ALT

Interview d’Isabelle Michaud

Isabelle Michaud, depuis quand le thème des droits humains numériques est-il une préoccupation en Suisse ?

Cette question est d’actualité depuis plusieurs années. Et depuis qu’il y a du numérique se pose la question du respect de la sphère privée. En 2007 déjà, les modifications de la Loi fédérale instituant des mesures visant au maintien de la sûreté intérieure (LMSI), l’une des lois fondamentales de la surveillance en Suisse, avaient suscité le débat. Conçue à l’origine principalement pour la prévention et la lutte contre le hooliganisme, cette loi est désormais surtout évoquée dans le cadre de la lutte contre le terrorisme. Un durcissement de la loi avait été refusé par le Parlement en 2009. L’un des arguments était justement la protection de la sphère privée. Mais cela reste d’actualité, avec les efforts faits pour intercepter les candidats au djihad avant qu’ils ne quittent notre pays.

La plateforme humanrights.ch a récemment pointé du doigt le manque de protection de la sphère privée sur Internet dans le cadre de la surveillance exercée par l’Etat en Suisse. Pourquoi ?

La mise en place d’un dispositif de surveillance doit être assortie d’un contrôle judiciairestrict pour pouvoir justifier de mesures invasives.
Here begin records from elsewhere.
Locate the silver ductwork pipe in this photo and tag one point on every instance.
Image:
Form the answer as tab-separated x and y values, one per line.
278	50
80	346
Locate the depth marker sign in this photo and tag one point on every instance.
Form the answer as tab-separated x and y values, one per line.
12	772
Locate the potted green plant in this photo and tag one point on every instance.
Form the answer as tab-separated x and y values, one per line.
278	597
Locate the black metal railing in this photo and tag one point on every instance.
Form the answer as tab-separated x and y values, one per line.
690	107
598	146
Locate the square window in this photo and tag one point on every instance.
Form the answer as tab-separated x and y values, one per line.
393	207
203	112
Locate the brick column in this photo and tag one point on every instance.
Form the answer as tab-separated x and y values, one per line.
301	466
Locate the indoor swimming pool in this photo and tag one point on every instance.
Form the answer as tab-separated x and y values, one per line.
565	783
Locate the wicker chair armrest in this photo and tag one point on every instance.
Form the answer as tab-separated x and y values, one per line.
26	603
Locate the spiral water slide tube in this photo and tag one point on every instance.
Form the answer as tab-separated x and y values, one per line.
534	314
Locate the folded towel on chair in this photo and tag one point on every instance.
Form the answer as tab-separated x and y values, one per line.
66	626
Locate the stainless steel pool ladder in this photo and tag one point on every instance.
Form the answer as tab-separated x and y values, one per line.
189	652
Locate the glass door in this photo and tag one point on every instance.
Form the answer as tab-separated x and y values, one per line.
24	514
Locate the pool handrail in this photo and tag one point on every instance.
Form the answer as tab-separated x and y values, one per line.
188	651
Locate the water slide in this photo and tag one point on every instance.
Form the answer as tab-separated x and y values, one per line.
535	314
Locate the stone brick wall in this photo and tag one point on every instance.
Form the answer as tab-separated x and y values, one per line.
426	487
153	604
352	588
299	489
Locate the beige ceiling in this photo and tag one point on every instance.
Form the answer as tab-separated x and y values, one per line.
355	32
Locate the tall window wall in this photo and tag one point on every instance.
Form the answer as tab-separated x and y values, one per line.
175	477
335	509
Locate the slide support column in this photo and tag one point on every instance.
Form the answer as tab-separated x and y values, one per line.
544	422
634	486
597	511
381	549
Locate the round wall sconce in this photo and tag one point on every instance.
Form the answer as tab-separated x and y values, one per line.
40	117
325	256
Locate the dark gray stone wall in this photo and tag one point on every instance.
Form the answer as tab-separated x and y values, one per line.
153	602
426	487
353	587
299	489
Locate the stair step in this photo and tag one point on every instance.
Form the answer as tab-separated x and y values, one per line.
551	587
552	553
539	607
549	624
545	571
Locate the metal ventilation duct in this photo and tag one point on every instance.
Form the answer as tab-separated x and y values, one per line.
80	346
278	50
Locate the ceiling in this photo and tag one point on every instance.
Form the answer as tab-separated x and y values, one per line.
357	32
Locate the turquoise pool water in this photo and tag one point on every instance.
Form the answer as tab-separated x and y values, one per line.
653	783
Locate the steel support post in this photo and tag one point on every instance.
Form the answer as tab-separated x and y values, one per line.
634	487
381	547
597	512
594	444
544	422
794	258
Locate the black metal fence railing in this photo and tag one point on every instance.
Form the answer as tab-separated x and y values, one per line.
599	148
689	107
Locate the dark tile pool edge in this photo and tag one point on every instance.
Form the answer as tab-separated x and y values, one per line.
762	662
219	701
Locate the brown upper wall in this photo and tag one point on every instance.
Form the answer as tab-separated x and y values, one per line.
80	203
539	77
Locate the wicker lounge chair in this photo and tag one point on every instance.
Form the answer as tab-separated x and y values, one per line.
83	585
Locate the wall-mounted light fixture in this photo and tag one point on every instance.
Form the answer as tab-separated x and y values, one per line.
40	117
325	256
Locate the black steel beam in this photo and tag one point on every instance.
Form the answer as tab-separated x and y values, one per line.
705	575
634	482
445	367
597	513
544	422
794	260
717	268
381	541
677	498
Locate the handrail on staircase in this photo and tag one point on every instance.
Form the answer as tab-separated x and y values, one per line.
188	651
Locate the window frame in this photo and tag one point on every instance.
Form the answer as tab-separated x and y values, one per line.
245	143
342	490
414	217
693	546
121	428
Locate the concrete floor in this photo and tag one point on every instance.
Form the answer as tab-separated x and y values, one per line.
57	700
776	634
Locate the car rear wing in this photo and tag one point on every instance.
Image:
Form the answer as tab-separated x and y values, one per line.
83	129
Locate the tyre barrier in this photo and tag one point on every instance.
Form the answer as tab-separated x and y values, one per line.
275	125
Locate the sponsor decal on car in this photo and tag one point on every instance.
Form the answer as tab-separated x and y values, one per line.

On peut admettre des restrictions au
droit au respect de la sphère privée, mais il faut mettre en place un cadre juridique pour en définir les limites et en assurer la proportionnalité. Actuellement, l’infraction à la protection des données est considérée comme étant de peu de gravité. Or, en l’absence de garde-fous, les entreprises et les Etats vont aussi loin que la technologie le leur permet.

Est-ce à dire que le droit est en retard ?

Le droit semble suivre le développement des technologies. La loi actuelle sur le Renseignement n’est plus adaptée à l’évolution du monde et des télécommunications. La nouvelle mouture devrait renforcer l’aspect concernant les données numériques. Les récents événements liés au terrorisme en France auront sans aucun doute un impact sur les prochains débats parlementaires concernant la Loi fédérale sur le renseignement. Il ne faudrait pas que ce contexte sécuritaire étouffe le débat qui a lieu en Suisse et sur le plan international.

Aujourd’hui, malgré la gravité du scandale des écoutes de la NSA, la plupart des gens ne voient toujours pas d’un mauvais œil le stockage et l’échange de données personnelles les concernant…

Le problème est que les données que l’on accepte de partager, en particulier dans le cadre d’achats effectués sur Internet, peuvent servir à établir des profils individuels très détaillés, décrivant la personnalité, les habitudes, les goûts ou encore la solvabilité des consommateurs. La plupart des gens ne se rendent pas compte des conséquences que le partage de ces informations pourrait avoir, que ce soit pour leur emploi ou pour l’accès à des crédits, pour ne citer que ces deux exemples.

La responsabilité de certaines dérives liées à l’utilisation de données privées est-elle imputable aux entreprises qui les gèrent ou aux Etats ?

C’est un peu le serpent qui se mord la queue. Dans certains cas, la loi oblige les entreprises à mettre à la disposition des Etats les données qu’elle recueille et fixe des délais de stockage qui peuvent paraître excessifs. Par ailleurs, l’Etat tend à sous-traiter la surveillance de ces données à des sociétés privées. Désormais, l’enjeu au niveau international
est de contraindre les entreprises à respecter les mêmes contraintes que l’Etat. La pratique montre que ce n’est pas encore le cas pour l’instant. D’où, encore une fois, la nécessité de réformer l’appareil législatif, y compris sur le plan international.

En 2014, une coalition d’ONG a demandé la nomination d’un rapporteur spécial aux Nations unies pour le droit à la vie privée. Qu’est-ce que cela pourrait changer ?

Ce serait clairement un symbole fort, pour montrer qu’on ne peut pas faire tout et n’importe quoi en matière d’utilisation des données numériques. Un rapporteur spécial serait à même de faire un état des lieux complet de la situation des droits privés à l’ère numérique, ce qui pourrait constituer une base de travail utile pour les gouvernements de chaque pays. Toutefois, rien n’est encore fait pour l’instant. Le Conseil des droits de l’homme ne discutera pas de la création de ce poste avant mars 2015 au mieux.